Agricultural Community Events Farmers Markets has given Cotatiís Thursday market a more inclusive and kid-friendly feel
The weekly Cotati Farmers Market has undergone some subtle changes since last year, and thus far, the reviews have been nothing but positive.
The biggest, and perhaps most notable, part of the makeover has been moving the vendors onto the grass in the park rather than them being on the street. It seems to have created a more inclusive atmosphere for the market.

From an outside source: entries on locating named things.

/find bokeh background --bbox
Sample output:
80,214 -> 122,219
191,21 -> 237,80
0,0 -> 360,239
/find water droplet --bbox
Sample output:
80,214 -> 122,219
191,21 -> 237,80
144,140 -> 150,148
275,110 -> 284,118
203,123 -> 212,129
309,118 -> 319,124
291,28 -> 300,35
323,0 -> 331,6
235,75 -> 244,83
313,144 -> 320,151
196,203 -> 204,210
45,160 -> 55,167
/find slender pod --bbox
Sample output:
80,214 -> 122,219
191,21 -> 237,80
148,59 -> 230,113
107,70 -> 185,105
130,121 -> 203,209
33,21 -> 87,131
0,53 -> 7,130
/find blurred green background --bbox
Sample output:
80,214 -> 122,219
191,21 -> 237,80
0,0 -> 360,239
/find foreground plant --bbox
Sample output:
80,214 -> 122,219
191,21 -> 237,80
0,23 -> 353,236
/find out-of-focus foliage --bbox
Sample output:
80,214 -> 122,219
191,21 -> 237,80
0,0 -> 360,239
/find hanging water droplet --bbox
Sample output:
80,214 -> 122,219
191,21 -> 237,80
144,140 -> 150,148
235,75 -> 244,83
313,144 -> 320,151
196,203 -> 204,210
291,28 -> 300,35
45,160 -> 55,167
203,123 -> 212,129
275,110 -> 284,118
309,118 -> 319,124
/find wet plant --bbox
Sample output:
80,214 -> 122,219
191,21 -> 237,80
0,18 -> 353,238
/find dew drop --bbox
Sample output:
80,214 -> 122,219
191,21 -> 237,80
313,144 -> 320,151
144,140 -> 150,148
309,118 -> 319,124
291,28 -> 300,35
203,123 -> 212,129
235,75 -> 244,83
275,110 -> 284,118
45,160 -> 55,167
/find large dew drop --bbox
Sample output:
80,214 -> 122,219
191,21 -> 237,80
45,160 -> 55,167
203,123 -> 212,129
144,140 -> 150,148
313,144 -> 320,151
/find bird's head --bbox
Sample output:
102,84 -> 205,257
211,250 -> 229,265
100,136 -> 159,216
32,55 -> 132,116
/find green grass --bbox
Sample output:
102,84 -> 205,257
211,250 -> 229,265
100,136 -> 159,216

“The most important change we’ve made is bringing the market into the park, into a place the kids can enjoy as well as the adults,” said Kelly Smith, Executive Director of Agricultural Community Events Farmers Markets, which has taken over operation of the entire Thursday night market from the Cotati Chamber of Commerce. “We have the market placed in front of the stage so the music is more a central part of the market where before it was a little dissected. I think that’s been a great benefit to the market.”
Feeling a little more safe
Melissa Casanova, an organic farmer and owner of Suchernova Farm, agreed with Smith. But she also had another reason for liking the changes.
“It’s in the grass, so it feels a little more safe,” Casanova said. “We can enjoy the musicians now, where as before, it was broken up a little bit. It’s a lot better, and there’s room to grow.”
ACEFM, a non-profit organization, also runs farmers markets in Santa Rosa, Marinwood, Petaluma, downtown Novato, Glen Ellen and Fairfax.
The Cotati Chamber of Commerce initially launched and operated the Thursday night market. But operating the weekly market became too big a burden for the Chamber of Commerce, which sought out ACEFM.
Chamber’s OK with changes
“This was a heavy load to carry, so we were really happy they took us up on this offer,” Chamber president Andre Morrow said. “We like the changes. We tried to make these changes about four years ago, but we got so much resistance to it because of the way we’d been doing it to make the change. When they talked to us about the possibility of doing this, we said, ‘go for it. It’ll be easier for you to make the change than it was for us.’”
The Cotati Chamber of Commerce holds the liquor license for the market and still sells beer and wine.
“We don’t get anything from the market, but we also don’t have to put out all the volunteer hours to put this thing on,” Morrow said. “Like I said, it was getting too much for a volunteer organization to take on by itself.”
One of the problems that has bogged down the Cotati market is a lack of attendance. In years past, it would not be too far of a stretch to say, outside of the vendors, one could count the number of people in the park at the Cotati market on one hand.
The Cotati market through the first three weeks still hasn’t drawn as many people as the Friday night farmers market in Rohnert Park, but vendors have noticed increasingly more foot traffic.
Foot traffic improves
“There’s definitely more traffic, and people seem to like it more,” Casanova said. “And when the people are happy, I’m happy.”
Jeff Whitford, of Bloomfield Bees Honey, said he hasn’t really noticed the changes. His vendor tent can be found at a number of markets in the county. He said it’s still the same small market and that foot traffic has been about the same. But a small market is something he doesn’t mind.
“It’s probably one of our smaller markets, but we like smaller markets because you get to meet the people more personally, so it’s a nicer more friendly atmosphere,” Whitford said.
Smith, along with ACEFM co-owner Jim Fenton, are still looking at ways to improve the market.
“We’d like to add in more local produce, local agriculture, add more vendors into the market so there’s more variety,” she said. “My expectations are for this market to flourish, to have people come and enjoy the local produce and the hot foods that are here, the ambiance of their own community and enjoy music in a safe child friendly environment.”